UMW’s innovative initiative Domain of One’s Own has been receiving recognition in trade and academic publications alike. University Business, a publication for IT managers, published an article last week framing this innovative new approach to giving members of their campus the keys to the server. The author of the article for University Business, Matt Zalaznick, talked with Tim Owens of the Division of Teaching and Learning Technologies about the project and below is an excerpt from the article.
The tools provided by the “Domain of One’s Own” initiative make it easier for students to carve out their own space on the web, and control and customize it…
“Students want to make something their own—to personalize it and say this is my space, this is who I am, in a way to personify themselves on the web,” Owens says.

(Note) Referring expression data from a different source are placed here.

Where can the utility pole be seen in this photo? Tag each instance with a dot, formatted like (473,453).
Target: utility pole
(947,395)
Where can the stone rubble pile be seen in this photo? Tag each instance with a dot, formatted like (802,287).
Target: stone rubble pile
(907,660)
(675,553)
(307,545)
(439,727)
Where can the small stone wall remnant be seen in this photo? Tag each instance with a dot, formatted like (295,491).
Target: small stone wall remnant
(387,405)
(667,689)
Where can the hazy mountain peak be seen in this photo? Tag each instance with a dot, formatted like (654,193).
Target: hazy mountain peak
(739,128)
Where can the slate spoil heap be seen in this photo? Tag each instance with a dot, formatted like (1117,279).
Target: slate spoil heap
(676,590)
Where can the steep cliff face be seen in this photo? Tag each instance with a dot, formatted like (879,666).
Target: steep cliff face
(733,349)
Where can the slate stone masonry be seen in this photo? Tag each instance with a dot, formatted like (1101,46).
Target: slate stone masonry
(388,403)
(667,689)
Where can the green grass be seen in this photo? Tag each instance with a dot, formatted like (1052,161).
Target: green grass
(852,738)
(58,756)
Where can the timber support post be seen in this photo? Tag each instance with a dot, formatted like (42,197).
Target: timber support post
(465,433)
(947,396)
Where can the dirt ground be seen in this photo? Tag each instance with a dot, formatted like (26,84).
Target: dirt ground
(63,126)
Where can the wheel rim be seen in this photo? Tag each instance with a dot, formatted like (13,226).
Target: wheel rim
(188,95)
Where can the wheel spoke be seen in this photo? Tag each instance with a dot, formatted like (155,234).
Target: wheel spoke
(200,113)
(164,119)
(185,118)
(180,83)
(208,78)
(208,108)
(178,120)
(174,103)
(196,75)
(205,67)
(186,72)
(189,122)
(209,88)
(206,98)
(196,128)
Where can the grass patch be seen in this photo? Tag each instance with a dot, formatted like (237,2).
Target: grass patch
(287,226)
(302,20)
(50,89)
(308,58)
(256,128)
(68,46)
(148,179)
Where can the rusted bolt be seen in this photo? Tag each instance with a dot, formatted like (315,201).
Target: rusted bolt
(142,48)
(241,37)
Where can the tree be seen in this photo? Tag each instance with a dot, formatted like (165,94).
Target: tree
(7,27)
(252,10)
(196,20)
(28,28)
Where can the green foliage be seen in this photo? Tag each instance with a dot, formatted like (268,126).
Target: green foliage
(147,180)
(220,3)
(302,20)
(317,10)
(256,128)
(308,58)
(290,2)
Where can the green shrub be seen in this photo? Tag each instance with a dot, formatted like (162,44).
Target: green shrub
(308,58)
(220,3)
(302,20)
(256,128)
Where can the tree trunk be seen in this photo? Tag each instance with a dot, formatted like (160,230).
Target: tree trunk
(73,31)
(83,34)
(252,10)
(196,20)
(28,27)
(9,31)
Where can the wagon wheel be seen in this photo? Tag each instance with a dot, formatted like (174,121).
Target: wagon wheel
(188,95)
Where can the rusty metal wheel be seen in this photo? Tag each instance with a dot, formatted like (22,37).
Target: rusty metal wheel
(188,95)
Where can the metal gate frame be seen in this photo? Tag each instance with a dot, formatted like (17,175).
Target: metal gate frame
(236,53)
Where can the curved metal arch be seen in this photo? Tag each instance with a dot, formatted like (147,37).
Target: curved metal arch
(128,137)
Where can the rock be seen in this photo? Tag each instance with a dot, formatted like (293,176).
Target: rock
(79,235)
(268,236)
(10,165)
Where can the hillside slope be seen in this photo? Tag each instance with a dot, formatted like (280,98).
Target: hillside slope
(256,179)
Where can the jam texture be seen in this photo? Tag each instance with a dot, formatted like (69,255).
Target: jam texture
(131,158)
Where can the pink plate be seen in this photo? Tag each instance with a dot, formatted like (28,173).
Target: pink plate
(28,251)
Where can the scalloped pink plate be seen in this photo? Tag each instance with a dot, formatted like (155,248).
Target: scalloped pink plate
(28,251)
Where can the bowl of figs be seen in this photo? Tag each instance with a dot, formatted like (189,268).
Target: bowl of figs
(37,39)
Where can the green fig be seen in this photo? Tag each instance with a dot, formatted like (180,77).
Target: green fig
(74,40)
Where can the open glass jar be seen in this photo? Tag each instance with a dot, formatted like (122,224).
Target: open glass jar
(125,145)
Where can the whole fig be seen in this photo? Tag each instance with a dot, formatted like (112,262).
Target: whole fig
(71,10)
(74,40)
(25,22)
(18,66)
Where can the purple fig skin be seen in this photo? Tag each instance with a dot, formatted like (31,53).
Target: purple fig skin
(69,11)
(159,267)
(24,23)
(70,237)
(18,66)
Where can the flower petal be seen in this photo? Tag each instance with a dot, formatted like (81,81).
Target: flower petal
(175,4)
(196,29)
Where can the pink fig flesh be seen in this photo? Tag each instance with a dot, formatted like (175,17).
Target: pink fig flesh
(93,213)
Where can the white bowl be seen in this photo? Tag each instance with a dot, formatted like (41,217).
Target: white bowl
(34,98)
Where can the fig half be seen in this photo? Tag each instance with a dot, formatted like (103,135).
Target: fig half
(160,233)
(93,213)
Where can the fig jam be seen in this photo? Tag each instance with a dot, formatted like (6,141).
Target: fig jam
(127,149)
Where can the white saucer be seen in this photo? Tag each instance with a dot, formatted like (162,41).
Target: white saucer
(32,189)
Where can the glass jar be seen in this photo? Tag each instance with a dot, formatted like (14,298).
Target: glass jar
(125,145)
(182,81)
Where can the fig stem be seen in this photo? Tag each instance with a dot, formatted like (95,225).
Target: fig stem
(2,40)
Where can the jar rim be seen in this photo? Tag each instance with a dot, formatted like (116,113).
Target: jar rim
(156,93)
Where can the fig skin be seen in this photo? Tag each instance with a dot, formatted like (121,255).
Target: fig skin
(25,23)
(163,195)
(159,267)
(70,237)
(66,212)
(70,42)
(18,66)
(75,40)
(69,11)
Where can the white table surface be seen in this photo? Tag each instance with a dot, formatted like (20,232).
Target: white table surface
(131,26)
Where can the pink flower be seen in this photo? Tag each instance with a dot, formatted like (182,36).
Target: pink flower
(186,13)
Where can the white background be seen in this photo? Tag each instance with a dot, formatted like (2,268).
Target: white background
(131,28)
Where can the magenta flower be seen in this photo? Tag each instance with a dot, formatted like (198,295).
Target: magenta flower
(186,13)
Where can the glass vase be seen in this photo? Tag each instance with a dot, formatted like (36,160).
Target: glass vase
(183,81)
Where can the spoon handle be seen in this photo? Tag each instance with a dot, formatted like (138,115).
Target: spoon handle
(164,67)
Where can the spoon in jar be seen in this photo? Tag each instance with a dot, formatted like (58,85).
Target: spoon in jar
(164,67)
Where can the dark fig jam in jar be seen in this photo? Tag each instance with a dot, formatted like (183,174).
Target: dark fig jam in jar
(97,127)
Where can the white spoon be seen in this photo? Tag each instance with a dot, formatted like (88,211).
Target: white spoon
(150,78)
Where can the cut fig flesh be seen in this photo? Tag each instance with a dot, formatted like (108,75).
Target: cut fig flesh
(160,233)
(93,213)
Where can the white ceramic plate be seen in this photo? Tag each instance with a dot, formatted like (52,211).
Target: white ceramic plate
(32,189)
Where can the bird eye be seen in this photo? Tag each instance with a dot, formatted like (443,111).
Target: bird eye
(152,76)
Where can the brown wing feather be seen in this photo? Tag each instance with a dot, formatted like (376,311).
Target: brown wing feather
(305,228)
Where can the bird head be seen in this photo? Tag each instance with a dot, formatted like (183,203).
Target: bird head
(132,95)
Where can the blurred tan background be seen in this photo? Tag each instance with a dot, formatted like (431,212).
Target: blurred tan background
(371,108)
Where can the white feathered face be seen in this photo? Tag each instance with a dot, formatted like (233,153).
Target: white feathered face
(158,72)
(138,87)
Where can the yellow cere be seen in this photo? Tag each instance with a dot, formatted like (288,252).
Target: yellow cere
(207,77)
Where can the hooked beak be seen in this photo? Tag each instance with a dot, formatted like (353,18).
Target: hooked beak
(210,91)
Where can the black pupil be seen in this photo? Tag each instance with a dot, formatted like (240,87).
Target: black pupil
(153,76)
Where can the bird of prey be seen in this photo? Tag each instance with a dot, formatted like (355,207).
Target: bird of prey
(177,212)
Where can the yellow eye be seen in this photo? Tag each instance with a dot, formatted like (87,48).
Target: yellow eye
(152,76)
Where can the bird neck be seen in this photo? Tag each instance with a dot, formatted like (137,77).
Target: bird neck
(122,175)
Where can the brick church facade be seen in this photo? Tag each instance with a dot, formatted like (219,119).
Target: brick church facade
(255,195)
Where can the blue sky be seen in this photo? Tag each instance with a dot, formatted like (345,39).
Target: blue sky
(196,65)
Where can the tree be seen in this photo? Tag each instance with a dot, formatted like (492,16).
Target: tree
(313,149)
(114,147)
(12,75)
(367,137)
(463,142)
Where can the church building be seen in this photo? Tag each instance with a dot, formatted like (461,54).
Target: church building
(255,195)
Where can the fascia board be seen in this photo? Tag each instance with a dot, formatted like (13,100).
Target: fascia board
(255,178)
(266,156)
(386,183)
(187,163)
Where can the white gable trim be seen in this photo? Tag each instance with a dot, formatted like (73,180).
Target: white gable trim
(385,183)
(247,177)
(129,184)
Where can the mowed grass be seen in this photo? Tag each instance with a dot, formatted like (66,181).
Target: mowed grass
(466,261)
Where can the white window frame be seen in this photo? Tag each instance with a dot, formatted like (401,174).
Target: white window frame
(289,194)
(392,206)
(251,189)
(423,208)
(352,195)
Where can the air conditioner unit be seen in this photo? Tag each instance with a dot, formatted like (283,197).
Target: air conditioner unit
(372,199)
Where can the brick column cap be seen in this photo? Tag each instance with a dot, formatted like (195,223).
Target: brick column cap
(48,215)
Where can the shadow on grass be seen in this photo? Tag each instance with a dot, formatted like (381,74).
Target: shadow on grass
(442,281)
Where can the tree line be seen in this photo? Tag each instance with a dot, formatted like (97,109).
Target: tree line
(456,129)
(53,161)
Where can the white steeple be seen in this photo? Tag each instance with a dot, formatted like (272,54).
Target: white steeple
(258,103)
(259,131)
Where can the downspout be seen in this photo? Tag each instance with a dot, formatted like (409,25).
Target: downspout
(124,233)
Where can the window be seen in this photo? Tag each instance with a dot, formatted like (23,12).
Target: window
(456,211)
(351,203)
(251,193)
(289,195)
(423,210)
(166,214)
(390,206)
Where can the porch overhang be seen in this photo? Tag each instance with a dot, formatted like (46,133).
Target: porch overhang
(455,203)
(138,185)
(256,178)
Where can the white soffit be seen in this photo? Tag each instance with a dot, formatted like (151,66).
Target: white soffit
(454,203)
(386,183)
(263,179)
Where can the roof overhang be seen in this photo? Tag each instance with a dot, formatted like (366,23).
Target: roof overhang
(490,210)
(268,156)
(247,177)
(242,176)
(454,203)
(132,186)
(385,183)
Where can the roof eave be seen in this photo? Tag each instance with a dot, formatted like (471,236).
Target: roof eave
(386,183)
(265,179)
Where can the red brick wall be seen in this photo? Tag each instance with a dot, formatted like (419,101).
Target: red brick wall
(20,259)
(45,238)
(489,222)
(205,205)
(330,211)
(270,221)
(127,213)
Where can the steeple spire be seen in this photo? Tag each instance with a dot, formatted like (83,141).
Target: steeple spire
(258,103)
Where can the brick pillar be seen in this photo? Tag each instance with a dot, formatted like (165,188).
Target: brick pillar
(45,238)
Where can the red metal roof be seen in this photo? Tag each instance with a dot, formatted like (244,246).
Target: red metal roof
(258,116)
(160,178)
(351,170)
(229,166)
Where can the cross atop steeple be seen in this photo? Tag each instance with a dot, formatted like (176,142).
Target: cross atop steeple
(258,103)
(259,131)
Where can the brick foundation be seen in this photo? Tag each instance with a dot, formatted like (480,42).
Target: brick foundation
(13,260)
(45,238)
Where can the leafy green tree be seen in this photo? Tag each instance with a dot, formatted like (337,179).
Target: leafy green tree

Users have complete control over the content and the design of the page. Mary Washington students can install a variety of open source software, such as the blogging platform WordPress, to help them design their sites.
Additionally, David Morgen (Emory University) and Pete Rorbaugh (Southern Polytechnic State University) published an article in Hybrid Pedagogy this week framing the theoretical context for building a cross-institutional community around web literacies at this moment. What’s more, they used the work happening at the Unviersity of Mary Washington with UWM Domains as their inspiration:
UMW’s Domain of One’s Own initiative offers a possible link between the experimental workings of a connectivist MOOC and an on-ground or hybrid course offered at an institution. The move toward hybridity goes both ways, and while higher education has been mostly exploring how to export a serviceable replica of face-to-face culture into online space (short answer: we can’t, and that culture has to be re-imagined in a fresh context) some of us have been interested in taking the networked values of viable online communities and dragging them across the boundary into our classrooms.